Talking about fast-growing technologies, at just a couple of months after the beta launch of Google’s Glass, a new app, able to recognize the object the user is looking at, has been developed.
If you are wondering who thought about it first, well, it’s AlchemyAPI, a company which provides language processing services all over the world. The application which can recognize the object an user is looking at, was developed during an intern hack session, where the company brainstormed about new methods of using the image recognition service they recently launched. And it isn’t surprising they thought of using it with the Google Glass, since the device’s camera is able to shoot quite accurate shots.
Before telling you (or displaying) the name of the object you are looking at, the app will take photos using Glass’s camera, or allow the user to take them. Next, the photos are sent to a computer (if in range), or to the cloud in order to process it with the AlchemyAPI recognition service. In less of a second, the software should send back to the Glass the name of the object it sees.
Elliot Turner, the CEO of AlchemyAPI’s says that the software needs around 250 ms to give a verdict.

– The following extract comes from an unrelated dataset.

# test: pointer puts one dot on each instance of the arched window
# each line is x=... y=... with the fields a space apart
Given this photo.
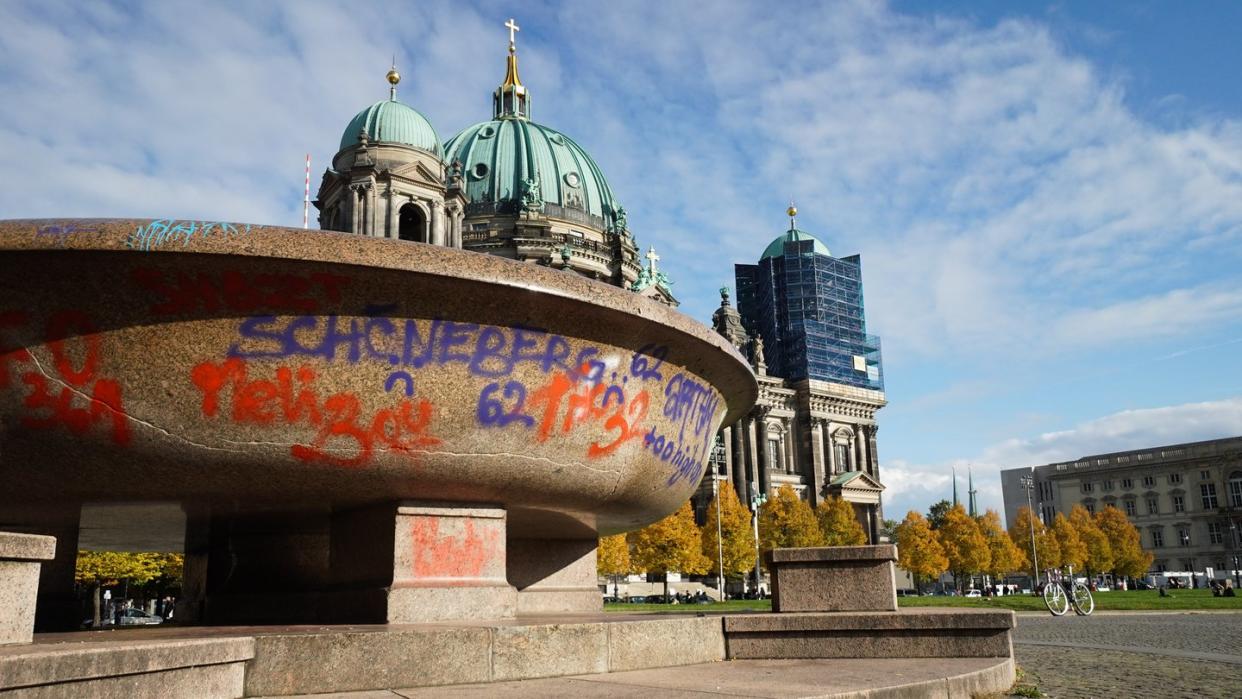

The application is using for the recognition process a deep learning software based on networks similar to the neuronal connections, able to learn patterns faster and more efficient than traditional systems. Google was the first to develop such a system and as far as we know Microsoft, and now Facebook are also investing in developing and growing their own. On the other hand, one could assume that, regardless to how smart the system is, it doesn’t do much and having an app which doesn’t have a very practical use is just another straw to stack. However, it is remarkable that a computer can now do all those actions in such a short time frame.
Even though the software can be improved, its overall performance is quite astonishing. If in the near future, the company could improve its competency and increase its capability of giving precise information, it could be quite the catch. The company’s CEO said that some of the first companies to be interested in the image recognition service are companies which handle a lot of media content and need it to label and categorize this type of content.
Another one of these object recognition systems developed by AlchemAPI is used in the Google image search engine of the Google+. Turner claims that his company’s recognition system has a fail average of only 17 percent, which is around the same percentage the other recognition systems on the market achieve. By the way, if you want to test some of these recognition systems, you can prove it against the ImageNet database, one of the biggest media content of the world containing around 50 million images in 20.000 categories.